Long ago, South-East Fryslân used to border the sea. The Linde and Tjonger rivers flowed from inland to the sea and created a unique but vulnerable delta. In 1701 and 1703, when the dykes between Lemmer and Kuinre were washed away, the region was flooded with brine.
Lemmer and the locks at Schoterzijl and Kuinre were the gateways to the cities of the western Netherlands – where boats laden with peat sold their wares – and to the wide world beyond. In the opposite direction, high-ranking guests and foreign visitors disembarked in Lemmer and travelled upstream from village to village – through De Jouwer and It Hearrenfean to Beetstersweach, Drachten and onwards, in search of new culture. Travel Stroomopwaarts / Upstream yourself, from museum to museum and (re)discover South-East Fryslân.

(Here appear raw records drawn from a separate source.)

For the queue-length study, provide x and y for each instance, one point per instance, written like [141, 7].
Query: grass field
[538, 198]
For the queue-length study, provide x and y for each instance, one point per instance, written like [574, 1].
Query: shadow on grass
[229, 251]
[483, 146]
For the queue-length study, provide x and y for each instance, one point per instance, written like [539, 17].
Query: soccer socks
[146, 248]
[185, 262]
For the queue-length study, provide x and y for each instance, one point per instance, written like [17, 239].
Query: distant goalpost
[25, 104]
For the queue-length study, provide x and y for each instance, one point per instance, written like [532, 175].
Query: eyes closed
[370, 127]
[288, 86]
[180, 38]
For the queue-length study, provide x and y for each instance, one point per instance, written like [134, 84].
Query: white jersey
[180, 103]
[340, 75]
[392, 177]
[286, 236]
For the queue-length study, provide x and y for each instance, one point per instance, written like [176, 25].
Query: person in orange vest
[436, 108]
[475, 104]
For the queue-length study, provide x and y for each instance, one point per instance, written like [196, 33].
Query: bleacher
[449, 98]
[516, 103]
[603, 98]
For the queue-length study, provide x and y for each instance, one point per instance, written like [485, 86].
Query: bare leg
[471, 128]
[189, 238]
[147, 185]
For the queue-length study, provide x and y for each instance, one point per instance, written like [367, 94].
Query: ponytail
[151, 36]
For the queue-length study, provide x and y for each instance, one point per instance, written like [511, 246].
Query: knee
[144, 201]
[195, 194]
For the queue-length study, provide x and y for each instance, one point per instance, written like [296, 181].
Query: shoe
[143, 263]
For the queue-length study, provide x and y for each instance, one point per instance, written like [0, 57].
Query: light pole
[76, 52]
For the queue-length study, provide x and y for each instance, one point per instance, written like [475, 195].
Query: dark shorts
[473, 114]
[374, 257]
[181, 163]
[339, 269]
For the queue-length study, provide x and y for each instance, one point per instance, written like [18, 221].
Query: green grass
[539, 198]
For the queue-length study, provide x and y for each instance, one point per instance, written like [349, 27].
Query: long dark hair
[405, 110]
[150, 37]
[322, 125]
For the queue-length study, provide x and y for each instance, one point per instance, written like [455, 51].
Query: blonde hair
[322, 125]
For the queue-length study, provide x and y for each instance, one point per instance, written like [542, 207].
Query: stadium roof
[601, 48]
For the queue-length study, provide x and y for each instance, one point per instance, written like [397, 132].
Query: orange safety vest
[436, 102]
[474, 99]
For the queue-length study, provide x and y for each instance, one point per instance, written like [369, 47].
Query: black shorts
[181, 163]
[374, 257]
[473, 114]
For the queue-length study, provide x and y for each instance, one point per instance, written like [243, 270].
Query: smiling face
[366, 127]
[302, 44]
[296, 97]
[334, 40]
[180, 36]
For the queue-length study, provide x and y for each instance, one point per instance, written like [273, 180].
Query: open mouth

Five museums in Fryslân collaborate with Tresoar to visualise the history of the peat landscape. Tresoar is the archive for Frisian literature in Leeuwarden.
Exhibition at Museum Opsterlân
Museum Opsterlân tells the story of peat extraction in Nij Beets, the rise of the labour movement and the story of the aristocracy in Beetsterzwaag. As part of Stroomopwaarts / Upstream, the museum will display old maps and atlases from Tresoar’s treasure trove, showing how the landscape changed between 1700 and 1920.